The consequences of these attacks are far-reaching and have a profound impact on patient care. Among the key findings:

  • Patient Care Disruptions: 66% of respondents reported disruptions to patient care as a result of cyber attacks, highlighting the significant implications for health care providers.
  • Poor Patient Outcomes: 57% observed poor patient outcomes due to delays in medical procedures and tests, underlining the critical nature of timely health care services.
  • Medical Complications: 50% of respondents saw an increase in medical procedure complications, a concerning trend that poses risks to patient safety.
  • Increased Mortality: 23% claimed that cyber attacks led to an increased patient mortality rate, underscoring the life-and-death stakes involved.

All organizations surveyed had experienced at least one data incident involving confidential health care data within the past two years. Malicious insiders were identified as the most likely culprits by 32% of the respondents.

Challenges in the health care sector's ability to address these threats were also revealed. The study found that 58% of survey respondents cited a lack of cybersecurity expertise as one of their most significant challenges. Additionally, 50% mentioned insufficient staffing as another major obstacle.

Ryan Witt, chair of the Healthcare Customer Advisory Board at Proofpoint, emphasized that the majority of health care providers are relatively small to midsized organizations that allocate most of their resources to patient care.

“Hospitals and health care organizations are particularly attractive targets for cybercriminals, and their reliance on technology to manage everything from patient records to surgical equipment makes them uniquely vulnerable,” said Jan Lovmand, CTO of cybersecurity firm BullWall, in a statement. “This is compounded by their limited resources to invest in cybersecurity measures. But with ransomware continuing to be a significant threat to these organizations, investments must be made to contain these attacks, eliminating the need to resort to a complete shutdown of IT systems, and health care services.”
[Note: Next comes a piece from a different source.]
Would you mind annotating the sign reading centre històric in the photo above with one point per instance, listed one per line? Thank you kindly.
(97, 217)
Emily Phelps, director of cybersecurity firm Cyware, said that health care organizations will continue to be an attractive target because of the valuable data they collect and store.
“Adversaries far outnumber available cybersecurity pros so to mitigate the risks; health care organizations must leverage automation tools that enable lean security teams to efficiently address threats; employees should have regular security awareness training so they are prepared to recognize and avoid common threat tactics; and organizations should consider partnering with security providers that can offer expertise that is difficult to source and retain internally,” Phelps said in a statement.